Using the smartctl tool (part of the smartmontools package) we can very easily read the values of these attributes and then use it to predict failures. For example for SATA SSD drives attached to a LSI Megaraid controller, we could very easily read the values of those attributes using the following bash snippet:

Available_Reservd_Space_current=$(smartctl -d sat+megaraid,${device_id} -a /dev/sda | grep "Available_Reservd_Space" | awk '{print $4}')
Media_Wearout_Indicator_current=$(smartctl -d sat+megaraid,${device_id} -a /dev/sda | grep "Media_Wearout_Indicator" | awk '{print $4}') 

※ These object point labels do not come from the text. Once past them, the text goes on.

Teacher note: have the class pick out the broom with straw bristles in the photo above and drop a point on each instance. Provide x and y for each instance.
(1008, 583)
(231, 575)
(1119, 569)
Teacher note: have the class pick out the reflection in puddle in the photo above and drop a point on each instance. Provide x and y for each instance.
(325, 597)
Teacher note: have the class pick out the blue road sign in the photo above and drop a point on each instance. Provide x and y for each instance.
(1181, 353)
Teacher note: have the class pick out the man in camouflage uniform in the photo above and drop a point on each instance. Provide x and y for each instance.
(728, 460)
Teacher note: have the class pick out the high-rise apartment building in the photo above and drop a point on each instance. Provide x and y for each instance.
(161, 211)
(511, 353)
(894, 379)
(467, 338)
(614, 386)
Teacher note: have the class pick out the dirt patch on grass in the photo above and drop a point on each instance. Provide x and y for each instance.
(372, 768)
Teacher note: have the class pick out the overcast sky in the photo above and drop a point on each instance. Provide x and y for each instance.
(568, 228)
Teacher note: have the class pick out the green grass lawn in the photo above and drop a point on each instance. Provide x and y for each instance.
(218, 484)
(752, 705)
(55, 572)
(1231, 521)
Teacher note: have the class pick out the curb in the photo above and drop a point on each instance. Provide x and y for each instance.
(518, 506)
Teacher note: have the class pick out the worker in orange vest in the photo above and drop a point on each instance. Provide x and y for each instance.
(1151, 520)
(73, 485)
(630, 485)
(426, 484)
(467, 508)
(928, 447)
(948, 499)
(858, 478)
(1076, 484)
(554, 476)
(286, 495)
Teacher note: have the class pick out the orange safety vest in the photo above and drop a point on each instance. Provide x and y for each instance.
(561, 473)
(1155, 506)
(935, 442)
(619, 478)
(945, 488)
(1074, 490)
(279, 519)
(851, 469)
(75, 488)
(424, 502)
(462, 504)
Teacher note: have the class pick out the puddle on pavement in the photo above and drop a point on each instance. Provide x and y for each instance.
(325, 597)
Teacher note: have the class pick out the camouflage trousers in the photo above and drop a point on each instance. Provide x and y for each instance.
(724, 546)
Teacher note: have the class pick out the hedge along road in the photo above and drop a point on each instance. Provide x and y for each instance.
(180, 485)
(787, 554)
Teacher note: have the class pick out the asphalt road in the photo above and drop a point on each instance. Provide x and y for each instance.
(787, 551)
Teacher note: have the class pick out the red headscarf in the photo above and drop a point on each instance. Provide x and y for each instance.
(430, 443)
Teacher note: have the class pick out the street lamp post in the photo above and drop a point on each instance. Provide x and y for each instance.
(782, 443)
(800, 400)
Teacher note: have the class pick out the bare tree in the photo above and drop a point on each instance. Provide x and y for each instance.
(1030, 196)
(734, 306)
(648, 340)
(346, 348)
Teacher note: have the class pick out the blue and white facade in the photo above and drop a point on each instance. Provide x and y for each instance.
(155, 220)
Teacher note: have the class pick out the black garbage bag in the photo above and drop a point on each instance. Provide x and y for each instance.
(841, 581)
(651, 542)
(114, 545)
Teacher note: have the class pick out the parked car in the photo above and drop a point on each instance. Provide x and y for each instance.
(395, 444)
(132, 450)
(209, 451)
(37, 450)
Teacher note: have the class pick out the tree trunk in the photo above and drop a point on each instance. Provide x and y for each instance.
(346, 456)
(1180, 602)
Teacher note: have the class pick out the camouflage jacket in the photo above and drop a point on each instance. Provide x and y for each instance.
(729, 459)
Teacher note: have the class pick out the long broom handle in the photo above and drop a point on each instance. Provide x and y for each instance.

Then the above information can be used in different fashions, we could raise an alert if its nearing the threshold value, or measure how quickly the values decrease and then use the rate of decrease to estimate when the drive could fail.

SSDs and RAID levels

RAID have been typically with HDD used for data protection via redundancy and for increased performance, and they have found their use with SSD as well. Its common to see RAID level 5 or 6 being used with SSD on mixed read/write workloads, because the write penalty visible by using these level with rotating disks, is not of that extent when talking about SSD because there is no disk seek involved, so the read-modify-write cycle typically involved with parity based RAID levels does not cause a lot of performance hit. On the other hand striping and mirroring does improve the read performance of the SSD a lot and redundant arrays using SSD deliver far better performance as compared to HDD arrays.
But what about data protection? Do the parity-based RAID levels and mirroring provide the same level of data protection for SSDs as they are thought of? I am skeptical about that, because as I have mentioned above the endurance of a SSD depends a lot on how much it has been written to. In parity-based RAID configurations, a lot of extra writes are generated because of parity changes and they of course decrease the lifespan of the SSD, similarly in the case of mirroring, I am not sure it can provide any benefit in case of wearing out of SSD, if both the SSD in the mirror configuration have the same age, why? Because in mirroring both the SSDs in the array would be receiving the same amount of writes and hence the lifespan would decrease at the same amount of time.
I would think that there is some drastic changes that are needed to the thought process when thinking of data protection and RAID levels, because for me parity-based configuration or mirroring configuration are not going to provide any extra data protection in cases where the SSD used are of similar ages. It might actually be a good idea to periodically replace drives with younger ones so as to make sure that all the drives do not age together.

I would like to know what my readers think!